How anonymous is an individual in a social network dataset? That was the main subject of the hackathon organized by POPNET and Statistics Netherlands (CBS) on May 3 at Leiden University. By looking at openly available data on the internet, students had to derive the social network of several volunteers. The results give insight into what network data can be derived from public data, and therefore to what extent people in networks are really anonymous.
The Netherlands as a network
For several years now, POPNET and Statistics Netherlands (CBS) have been conducting research into the Netherlands modeled as a network.. In the context of this collaboration, research is being done into properties of, for example, the Dutch family network, the colleague network, and the neighbor network. These networks are very interesting for researchers, yet CBS is prohibited by law from publishing data that can be traced back to individual units, for example, persons, companies, or institutes.

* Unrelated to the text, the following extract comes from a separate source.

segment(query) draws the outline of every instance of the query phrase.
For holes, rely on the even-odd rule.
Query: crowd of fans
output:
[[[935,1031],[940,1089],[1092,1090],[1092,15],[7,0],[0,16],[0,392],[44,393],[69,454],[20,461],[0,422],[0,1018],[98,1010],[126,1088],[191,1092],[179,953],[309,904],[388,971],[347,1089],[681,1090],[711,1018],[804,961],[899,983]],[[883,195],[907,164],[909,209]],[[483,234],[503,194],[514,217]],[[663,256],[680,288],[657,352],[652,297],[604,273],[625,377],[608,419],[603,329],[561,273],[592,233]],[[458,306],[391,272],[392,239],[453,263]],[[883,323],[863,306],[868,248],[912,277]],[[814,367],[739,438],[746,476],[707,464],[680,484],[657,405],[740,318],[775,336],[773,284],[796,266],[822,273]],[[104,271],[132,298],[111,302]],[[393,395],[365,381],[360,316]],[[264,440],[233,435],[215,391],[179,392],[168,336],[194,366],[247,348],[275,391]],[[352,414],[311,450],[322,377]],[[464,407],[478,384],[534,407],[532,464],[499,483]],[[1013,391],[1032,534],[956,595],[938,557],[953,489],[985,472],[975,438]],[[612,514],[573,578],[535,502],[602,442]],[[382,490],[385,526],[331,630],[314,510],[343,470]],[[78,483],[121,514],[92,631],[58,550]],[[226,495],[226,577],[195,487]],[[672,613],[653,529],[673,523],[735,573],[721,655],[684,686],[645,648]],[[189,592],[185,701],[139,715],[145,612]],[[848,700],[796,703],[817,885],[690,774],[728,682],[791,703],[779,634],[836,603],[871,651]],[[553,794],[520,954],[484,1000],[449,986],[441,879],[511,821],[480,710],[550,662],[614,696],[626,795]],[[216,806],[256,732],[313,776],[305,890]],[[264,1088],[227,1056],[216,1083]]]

The findings from the hackathon will help understand what information can be retrieved via the public Internet and thus may help to better assess the knowledge of a potential `attacker’ trying to deanonymize the data. This information can be used to make better estimates of what data might be shared and to protect data more effectively. These can give valuable insights into the field of Statistical Disclosure Control (SDC) and anonymization methods used therein.
The 20 students who signed up for the hackathon were able to find links between people either manually or automatically. They were able to find connections from work relations, family members, and friends of the volunteers. The winning team found over 3,000 social network links of the volunteers and won a book about hacking.